Parennefer chasqueó la lengua y separó las manos.
—Claro. Pero no es solo por eso. Esto crea un dilema. La política de Meryra es opuesta a la de Ramose. Y ahora, dado que ha recibido el favor de Ajnatón, tiene el poder de influir en las decisiones y en su cumplimiento.
—¿Y cuál es su línea política? —pregunté.
—Principalmente, los asuntos locales. Más allá de halagar al rey, son pocas las cuestiones que le interesan. Ramose opina que el Gran Estado se ve amenazado por los bárbaros que nos rodean. Cree que estamos pasando por alto la inestabilidad imperante en nuestros territorios extranjeros. Piensa que necesitamos prestar atención a ese asunto para resolverlo mediante campañas militares. Meryra, por su parte, opina que podemos solventar simultáneamente tanto los asuntos extranjeros como los internos si invitamos a todo el mundo al festival. Traerlos aquí, hablar con ellos, hacerles pasar un buen rato y demostrarles quién está al mando. Pero Ramose dice que eso es como invitar a una pandilla de ladrones de tumbas a almorzar, entregarles un montón de cuchillos y ofrecerles a tu esposa.
—Creo que Ramose no va desencaminado —dije.
Parennefer suspiró.
—Lo sé. Pero Meryra tiene de su lado a Ajnatón. Tenemos que encontrar a Nefertiti. ¿Qué pasará si ella todavía no está de vuelta cuando empiece el festival? O peor aún, ¿y si se descubre que ha muerto? Eso echaría por tierra el prestigio del acontecimiento. Haría visibles todos los defectos del poder, justo en el momento en el que más necesita evidenciar su supremacía.

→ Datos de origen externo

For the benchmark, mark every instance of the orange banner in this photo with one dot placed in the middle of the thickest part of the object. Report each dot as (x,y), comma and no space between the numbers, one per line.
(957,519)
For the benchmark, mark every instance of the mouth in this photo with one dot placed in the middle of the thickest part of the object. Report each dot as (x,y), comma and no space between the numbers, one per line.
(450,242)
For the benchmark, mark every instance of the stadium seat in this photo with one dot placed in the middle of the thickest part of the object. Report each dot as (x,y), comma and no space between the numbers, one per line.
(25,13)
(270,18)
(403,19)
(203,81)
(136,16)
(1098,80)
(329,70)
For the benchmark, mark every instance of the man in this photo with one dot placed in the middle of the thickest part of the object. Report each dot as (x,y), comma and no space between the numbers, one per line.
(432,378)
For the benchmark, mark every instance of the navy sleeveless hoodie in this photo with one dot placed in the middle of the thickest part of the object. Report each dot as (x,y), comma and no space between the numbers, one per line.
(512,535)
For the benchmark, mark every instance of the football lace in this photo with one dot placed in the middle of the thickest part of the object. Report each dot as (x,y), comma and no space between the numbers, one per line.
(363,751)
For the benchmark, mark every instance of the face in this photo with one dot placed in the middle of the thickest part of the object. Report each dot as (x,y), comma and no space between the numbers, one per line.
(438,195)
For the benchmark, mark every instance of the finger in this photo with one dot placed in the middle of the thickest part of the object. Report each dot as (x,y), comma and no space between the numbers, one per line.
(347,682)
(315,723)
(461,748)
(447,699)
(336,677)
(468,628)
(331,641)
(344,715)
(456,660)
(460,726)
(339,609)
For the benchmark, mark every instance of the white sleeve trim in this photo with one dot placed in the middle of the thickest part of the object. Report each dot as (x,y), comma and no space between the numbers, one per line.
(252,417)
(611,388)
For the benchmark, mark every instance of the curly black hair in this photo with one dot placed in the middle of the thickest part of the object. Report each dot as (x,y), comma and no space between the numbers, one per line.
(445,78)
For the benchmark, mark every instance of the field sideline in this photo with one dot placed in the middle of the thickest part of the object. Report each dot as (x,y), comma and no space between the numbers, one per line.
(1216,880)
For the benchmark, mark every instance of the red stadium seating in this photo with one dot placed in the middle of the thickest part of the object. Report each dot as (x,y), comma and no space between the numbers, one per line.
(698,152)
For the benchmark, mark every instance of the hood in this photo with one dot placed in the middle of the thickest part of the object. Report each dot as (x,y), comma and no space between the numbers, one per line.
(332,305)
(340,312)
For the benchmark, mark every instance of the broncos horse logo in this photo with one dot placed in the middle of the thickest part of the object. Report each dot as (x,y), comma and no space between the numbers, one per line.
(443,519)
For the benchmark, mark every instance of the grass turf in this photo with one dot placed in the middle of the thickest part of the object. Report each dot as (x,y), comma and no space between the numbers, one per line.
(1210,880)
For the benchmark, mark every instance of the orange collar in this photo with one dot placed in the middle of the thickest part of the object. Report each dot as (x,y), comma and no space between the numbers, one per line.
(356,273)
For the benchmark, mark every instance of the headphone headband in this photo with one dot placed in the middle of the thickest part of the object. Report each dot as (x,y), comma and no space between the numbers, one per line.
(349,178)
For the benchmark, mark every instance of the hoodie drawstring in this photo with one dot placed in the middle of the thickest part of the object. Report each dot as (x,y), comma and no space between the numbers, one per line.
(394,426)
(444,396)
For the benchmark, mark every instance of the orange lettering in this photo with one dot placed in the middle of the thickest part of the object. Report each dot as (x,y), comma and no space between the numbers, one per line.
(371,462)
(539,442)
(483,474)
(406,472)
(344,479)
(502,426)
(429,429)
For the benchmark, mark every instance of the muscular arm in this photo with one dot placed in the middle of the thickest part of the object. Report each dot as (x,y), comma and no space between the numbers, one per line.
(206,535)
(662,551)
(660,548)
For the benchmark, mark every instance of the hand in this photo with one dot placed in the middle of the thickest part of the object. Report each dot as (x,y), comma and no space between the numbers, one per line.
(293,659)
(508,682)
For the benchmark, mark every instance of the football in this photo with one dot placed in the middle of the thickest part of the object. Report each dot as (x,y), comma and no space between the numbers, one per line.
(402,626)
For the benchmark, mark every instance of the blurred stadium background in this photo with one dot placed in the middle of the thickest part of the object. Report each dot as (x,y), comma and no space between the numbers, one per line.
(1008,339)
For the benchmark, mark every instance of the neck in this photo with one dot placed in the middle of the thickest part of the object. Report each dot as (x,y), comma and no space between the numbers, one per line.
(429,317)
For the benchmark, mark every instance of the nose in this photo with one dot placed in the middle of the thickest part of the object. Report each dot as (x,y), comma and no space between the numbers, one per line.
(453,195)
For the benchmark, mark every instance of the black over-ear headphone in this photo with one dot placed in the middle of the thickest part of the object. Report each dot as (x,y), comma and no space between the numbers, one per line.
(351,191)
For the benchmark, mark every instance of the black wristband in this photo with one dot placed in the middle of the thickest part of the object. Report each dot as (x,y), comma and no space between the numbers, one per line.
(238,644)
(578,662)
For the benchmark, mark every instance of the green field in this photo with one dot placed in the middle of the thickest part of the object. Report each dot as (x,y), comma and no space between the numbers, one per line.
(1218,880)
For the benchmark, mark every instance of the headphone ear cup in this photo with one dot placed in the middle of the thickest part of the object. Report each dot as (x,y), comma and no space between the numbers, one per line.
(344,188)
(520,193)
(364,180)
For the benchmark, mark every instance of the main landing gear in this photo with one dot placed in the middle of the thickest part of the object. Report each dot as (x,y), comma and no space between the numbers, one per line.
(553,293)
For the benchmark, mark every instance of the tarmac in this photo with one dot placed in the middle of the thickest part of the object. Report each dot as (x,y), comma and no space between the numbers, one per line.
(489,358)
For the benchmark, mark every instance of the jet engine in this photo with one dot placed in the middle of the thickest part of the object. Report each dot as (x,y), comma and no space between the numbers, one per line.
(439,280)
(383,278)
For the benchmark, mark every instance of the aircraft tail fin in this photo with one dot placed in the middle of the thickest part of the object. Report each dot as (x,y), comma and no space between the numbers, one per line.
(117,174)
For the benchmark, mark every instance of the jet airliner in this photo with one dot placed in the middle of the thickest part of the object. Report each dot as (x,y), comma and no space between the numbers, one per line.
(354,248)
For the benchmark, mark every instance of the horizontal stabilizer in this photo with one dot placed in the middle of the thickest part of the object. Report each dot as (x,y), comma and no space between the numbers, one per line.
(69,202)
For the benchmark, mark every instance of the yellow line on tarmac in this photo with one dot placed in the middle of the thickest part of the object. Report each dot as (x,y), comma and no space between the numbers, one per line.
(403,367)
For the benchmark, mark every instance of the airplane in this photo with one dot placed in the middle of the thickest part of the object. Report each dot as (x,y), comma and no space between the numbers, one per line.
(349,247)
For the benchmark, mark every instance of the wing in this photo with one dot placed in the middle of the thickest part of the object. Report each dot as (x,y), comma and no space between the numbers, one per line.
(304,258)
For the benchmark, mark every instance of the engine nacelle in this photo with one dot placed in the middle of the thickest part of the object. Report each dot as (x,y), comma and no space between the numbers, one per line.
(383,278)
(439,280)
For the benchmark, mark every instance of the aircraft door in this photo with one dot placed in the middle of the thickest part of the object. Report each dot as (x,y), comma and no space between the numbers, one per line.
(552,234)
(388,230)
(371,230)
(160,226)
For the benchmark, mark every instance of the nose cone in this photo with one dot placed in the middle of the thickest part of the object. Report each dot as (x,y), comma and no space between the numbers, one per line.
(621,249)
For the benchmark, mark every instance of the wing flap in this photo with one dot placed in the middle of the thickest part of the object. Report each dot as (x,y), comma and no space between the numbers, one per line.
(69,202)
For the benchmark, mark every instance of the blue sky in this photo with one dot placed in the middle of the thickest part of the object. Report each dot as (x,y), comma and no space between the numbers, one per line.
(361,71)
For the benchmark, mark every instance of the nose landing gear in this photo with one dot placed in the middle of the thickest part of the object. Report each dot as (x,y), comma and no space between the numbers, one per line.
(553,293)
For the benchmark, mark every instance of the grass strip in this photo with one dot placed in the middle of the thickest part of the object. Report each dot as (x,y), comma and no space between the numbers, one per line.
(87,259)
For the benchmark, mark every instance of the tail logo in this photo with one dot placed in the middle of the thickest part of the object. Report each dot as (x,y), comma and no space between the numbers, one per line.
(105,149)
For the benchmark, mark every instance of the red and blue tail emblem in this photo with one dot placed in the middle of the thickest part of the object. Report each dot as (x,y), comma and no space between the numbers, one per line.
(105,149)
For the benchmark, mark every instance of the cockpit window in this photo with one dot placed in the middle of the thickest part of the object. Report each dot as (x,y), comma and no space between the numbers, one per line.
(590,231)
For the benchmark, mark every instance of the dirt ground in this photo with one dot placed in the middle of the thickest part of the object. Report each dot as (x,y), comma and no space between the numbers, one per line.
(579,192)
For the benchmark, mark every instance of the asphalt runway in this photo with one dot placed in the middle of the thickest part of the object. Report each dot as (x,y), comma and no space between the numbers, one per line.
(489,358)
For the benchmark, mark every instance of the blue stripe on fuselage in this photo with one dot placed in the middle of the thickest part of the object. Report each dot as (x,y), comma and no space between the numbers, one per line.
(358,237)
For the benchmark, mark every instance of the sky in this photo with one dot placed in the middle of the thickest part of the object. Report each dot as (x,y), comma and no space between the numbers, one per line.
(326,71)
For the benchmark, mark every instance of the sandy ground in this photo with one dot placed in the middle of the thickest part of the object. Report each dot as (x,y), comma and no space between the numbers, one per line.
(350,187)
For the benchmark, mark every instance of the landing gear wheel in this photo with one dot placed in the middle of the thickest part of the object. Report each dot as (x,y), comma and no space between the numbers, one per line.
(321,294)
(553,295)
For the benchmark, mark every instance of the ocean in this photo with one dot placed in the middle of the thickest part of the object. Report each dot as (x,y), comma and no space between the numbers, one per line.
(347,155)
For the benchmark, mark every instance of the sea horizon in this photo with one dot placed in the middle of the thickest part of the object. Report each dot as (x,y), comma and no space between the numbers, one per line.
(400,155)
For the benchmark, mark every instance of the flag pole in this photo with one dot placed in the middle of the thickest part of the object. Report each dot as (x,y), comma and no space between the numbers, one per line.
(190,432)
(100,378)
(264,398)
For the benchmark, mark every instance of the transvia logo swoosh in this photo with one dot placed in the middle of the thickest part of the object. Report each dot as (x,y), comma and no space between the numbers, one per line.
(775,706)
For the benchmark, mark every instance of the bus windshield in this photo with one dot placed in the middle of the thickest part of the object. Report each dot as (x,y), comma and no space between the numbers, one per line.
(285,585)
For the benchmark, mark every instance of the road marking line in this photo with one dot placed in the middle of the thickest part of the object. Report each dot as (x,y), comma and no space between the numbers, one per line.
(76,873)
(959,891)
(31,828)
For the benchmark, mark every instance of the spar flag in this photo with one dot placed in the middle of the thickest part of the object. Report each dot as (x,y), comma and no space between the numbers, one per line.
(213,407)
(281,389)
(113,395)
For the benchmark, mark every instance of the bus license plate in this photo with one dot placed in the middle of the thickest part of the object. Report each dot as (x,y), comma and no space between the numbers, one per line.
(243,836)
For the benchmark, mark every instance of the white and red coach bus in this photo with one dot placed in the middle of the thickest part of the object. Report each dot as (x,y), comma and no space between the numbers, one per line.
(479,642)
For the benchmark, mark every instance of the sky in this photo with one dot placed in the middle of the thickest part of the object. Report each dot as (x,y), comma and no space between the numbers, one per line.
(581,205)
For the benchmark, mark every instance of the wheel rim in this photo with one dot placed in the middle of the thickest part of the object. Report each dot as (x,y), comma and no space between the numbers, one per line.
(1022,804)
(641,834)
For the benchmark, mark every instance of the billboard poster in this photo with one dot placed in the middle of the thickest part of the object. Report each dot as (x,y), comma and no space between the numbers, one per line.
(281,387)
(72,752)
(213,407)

Decidí no mencionar la discusión entre Ajnatón y Ramose de la que había sido testigo, los retazos de frase y las palabras sueltas que había oído, y que ahora parecían tener más sentido que nunca. La unión de esos fragmentos, en una posible versión de dicha discusión, daría más o menos este resultado: «¿Es que no veis el peligro al que nos estáis exponiendo al reunir en el peor momento posible a todos esos adversarios pertenecientes a potencias extranjeras?». Pero el dilema al que se enfrentaba Ajnatón era realmente grave: los preparativos y las negociaciones habían durado meses, si no años; todos los visitantes habían tenido que viajar durante semanas para poder estar presentes; la mayoría se encontraban todavía de camino, su llegada estaba prevista para los próximos días. Si ahora dejaba de lado el festival, las consecuencias para su autoridad y su poder serían catastróficas. No, cancelar el festival no era una opción viable. Me pregunté qué tal dormía él por las noches.
De repente, oí un grito. Alcé la vista y vi una intensa llamarada de fuego blanco; unos brazos y unas piernas que se movían con dificultad. Acababa de aparecer por la puerta principal de la casa corriendo en zigzag sin orden ni concierto y sin dejar de chillar. Todo el mundo se echó atrás, gritando también, cuando la figura fue abriéndose paso entre la multitud.
Corrí hacia la figura y le lancé encima un cubo de agua; pero eso solo avivó el fuego. Así que agarré una tela decorativa que cubría uno de los bancos y me abalancé con ella encima del hombre, haciéndole caer al suelo para sofocar las llamas que parecían arder con más intensidad. El fuego era más caliente de lo que suele ser y olía a algo tóxico; la tela no tardó en arder también. Jety encontró una tela más gruesa, gracias a la cual finalmente pudimos extinguir las llamas. Nos retiramos y nos sacudimos los restos ardientes que se nos habían pegado a la ropa y a las manos.